Son fallos que no siempre aparecen en la primera inspección o en una pequeña prueba de conducción.
Entre los problemas eléctricos más habituales se encuentran: sensores de ABS o ESP defectuosos, fallos en el climatizador, batería auxiliar o fusibles dañados, centralitas con errores o alternadores debilitados.
Lo más problemático es que estas averías pueden aparecer y desaparecer sin un patrón claro, lo que hace que muchos vendedores no las detecten. Un perito, en cambio, utiliza una máquina de diagnosis profesional que deja ver el histórico de fallos, no solo los que están activos en ese momento.

Manipulación del kilometraje
Ya hemos comentado en otras ocasiones que la manipulación del kilometraje sigue estando entre las averías ocultas más comunes que se encuentran al revisar coches usados. No siempre es una manipulación exagerada, a veces simplemente reducen algunos miles de kilómetros para que el historial sea “más atractivo”.
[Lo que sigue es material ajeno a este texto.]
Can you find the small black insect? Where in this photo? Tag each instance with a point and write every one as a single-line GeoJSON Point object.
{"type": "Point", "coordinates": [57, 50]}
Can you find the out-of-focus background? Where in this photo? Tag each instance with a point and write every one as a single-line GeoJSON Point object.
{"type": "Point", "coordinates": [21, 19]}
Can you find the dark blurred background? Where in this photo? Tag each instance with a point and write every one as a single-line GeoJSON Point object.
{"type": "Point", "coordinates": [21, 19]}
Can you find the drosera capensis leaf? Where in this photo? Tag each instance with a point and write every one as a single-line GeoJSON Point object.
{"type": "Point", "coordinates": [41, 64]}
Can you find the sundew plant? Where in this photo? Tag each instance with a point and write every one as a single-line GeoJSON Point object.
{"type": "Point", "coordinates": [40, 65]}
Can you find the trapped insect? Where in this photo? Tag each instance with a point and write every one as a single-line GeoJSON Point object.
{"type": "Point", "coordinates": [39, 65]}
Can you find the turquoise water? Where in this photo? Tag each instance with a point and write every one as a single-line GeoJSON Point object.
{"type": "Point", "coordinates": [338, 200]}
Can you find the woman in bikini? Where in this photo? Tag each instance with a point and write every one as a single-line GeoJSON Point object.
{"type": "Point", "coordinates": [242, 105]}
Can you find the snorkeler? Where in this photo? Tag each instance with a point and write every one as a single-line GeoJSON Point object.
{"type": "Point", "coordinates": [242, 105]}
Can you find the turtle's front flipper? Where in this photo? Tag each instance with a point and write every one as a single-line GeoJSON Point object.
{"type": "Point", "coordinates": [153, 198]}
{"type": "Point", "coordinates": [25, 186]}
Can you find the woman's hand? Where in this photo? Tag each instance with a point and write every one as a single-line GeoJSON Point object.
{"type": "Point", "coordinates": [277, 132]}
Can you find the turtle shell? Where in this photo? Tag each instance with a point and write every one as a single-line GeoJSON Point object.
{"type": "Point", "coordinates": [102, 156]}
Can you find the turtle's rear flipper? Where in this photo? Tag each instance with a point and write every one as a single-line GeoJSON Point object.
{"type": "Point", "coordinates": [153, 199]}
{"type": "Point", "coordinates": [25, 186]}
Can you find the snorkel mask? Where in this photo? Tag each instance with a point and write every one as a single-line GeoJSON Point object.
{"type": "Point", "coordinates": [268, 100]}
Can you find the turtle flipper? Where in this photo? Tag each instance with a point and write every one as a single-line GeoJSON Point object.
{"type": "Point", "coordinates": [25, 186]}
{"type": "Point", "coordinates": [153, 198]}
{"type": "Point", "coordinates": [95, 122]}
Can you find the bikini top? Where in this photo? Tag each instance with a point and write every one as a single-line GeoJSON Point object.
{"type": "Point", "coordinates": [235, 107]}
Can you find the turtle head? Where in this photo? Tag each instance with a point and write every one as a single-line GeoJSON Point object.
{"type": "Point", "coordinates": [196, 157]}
Los peritos detectan esta irregularidad analizando el desgaste del volante, pedales y tapicería, la fecha de fabricación de piezas internas, la relación entre año, kilometraje y tipo de uso, los registros electrónicos en centralitas y los historiales de ITV y mantenimiento.
Un coche con kilometraje manipulado es un vehículo del que no se sabe nada: ni el desgaste, ni los mantenimientos pendientes, ni el estado real del motor. A simple vista, puede parecer un coche más barato, pero en realidad es un riesgo alto.
Desgaste de motor y pérdida de compresión
El motor es el corazón del coche, pero también el componente que más puede sufrir un mal uso. La pérdida de compresión en uno o varios cilindros es una de las averías más graves y difíciles de detectar a simple vista: el coche arranca, funciona… pero no rinde como debería.
Las causas más frecuentes son: el desgaste de segmentos, válvulas quemadas, juntas deterioradas, mal mantenimiento y consumo excesivo de aceite.
Un motor con baja compresión puede terminar necesitando una reparación (y barata no, precisamente). Los peritos realizan pruebas específicas, analizan humos, ruidos, temperatura y, cuando es posible, comparan valores de compresión entre cilindros.
¿Por qué hay que contar con un perito antes de comprar un coche de segunda mano?
Como has podido observar, la mayoría de estas averías no se ven sin conocimientos técnicos, herramientas profesionales o un análisis profundo. Un comprador medio evalúa un coche en 10–20 minutos; un perito puede tardar más de una hora en una revisión completa con pruebas, diagnosis y verificación estructural.
Además, al aportar un informe objetivo y verificable, evita que compres impulsivamente y negocies el precio con datos reales.